A second impressive contribution is the book’s examination of the institutional foundations of the Chinese competition law system.  The first four chapters of the book are rich in history and political science, and they are worth the price of admission, alone.   Huang Jong and Richean Zhiyan Li describe how the fragmentation of enforcement power among MOFCOM, NDRC, and SAIC have impeded the development of a “coherent antitrust policy.[3] Hao Qian sets out the antecedents of the AML and explains why China chose to distribute enforcement authority among three agencies.[4]  Wendy Ng considers the aims that appear to have guided public enforcement against the backdrop of goals – a diverse array of objectives featuring some fundamental internal contradictions – that motivated the AML’s adoption.[5]   Deng Fei and Gregory Leonard study how China’s economic conditions inform the AML’s application.[6]  As a group, these introductory chapters supply necessary and enlightening context for understanding the AML’s current, and they set a valuable foundation for seeing how the Chinese system might evolve in the future.

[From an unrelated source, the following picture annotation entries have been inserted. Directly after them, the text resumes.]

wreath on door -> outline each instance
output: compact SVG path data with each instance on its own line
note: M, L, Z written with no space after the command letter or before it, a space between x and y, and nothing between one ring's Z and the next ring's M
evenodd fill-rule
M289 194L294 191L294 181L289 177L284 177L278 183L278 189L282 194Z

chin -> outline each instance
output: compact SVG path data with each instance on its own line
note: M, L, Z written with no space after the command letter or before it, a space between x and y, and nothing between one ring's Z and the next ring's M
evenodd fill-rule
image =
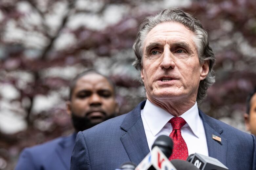
M103 119L93 119L91 120L91 122L93 124L99 124L103 121Z

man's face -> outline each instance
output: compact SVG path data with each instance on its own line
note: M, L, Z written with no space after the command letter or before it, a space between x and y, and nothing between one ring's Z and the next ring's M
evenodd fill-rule
M195 100L200 80L208 71L199 63L193 32L181 24L159 24L148 34L143 47L141 76L150 100Z
M256 135L256 93L252 96L250 102L249 114L245 114L245 126L247 130Z
M118 110L113 86L106 78L94 73L77 80L67 104L70 114L88 118L93 124L101 122Z

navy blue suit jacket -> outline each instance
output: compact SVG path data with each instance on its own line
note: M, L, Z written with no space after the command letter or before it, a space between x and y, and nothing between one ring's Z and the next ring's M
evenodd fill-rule
M25 149L16 170L69 170L76 134Z
M72 170L114 170L126 162L137 164L149 152L140 103L126 114L110 119L77 134L71 158ZM209 156L230 170L256 170L255 136L206 115L199 110ZM212 135L221 138L220 143Z

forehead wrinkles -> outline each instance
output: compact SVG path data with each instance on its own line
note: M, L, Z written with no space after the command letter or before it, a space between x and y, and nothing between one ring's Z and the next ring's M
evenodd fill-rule
M166 26L167 24L174 25L174 26L170 26L169 25L167 26ZM161 25L160 26L160 25ZM160 27L162 26L163 26ZM148 44L154 42L166 44L173 43L174 41L185 41L195 45L193 41L195 36L194 32L188 29L181 24L180 25L178 23L162 23L154 27L148 33L143 42L143 48L145 50L145 46Z

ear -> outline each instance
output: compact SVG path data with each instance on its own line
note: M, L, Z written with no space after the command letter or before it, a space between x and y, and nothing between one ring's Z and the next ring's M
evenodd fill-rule
M71 111L71 102L69 100L67 101L66 102L66 105L67 107L67 112L70 116L71 116L72 111Z
M115 111L117 115L118 115L119 113L119 105L118 104L118 102L117 101L116 101Z
M248 131L251 131L251 127L250 126L250 117L247 113L244 113L244 118L245 119L245 124L246 130Z
M142 81L144 82L144 69L143 68L143 67L141 66L141 70L140 70L140 77L141 77Z
M200 68L200 80L204 79L209 73L209 60L205 61L202 64Z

A third noteworthy element of First Five Years is its insightful treatment of important developments in doctrine and policy.  The examination of traditional enforcement focal points typically goes beyond a mere recital of activity and present informative interpretations of actions or omissions in the public enforcement program.  Good examples include the chapters on refusals to deal (and the lack of effort to date to apply this concept to expand competition in sectors controlled by state-owned enterprises);[7] vertical restraints;[8] supplier cartels and information exchanges among rivals;[9] dominant firm pricing strategies having exclusionary or exploitative effects;[10] and merger control and the treatment of joint ventures.[11]  The book’s treatment of these subjects is remarkably current, given the lag the inevitably occurs between the completion and publication of manuscripts.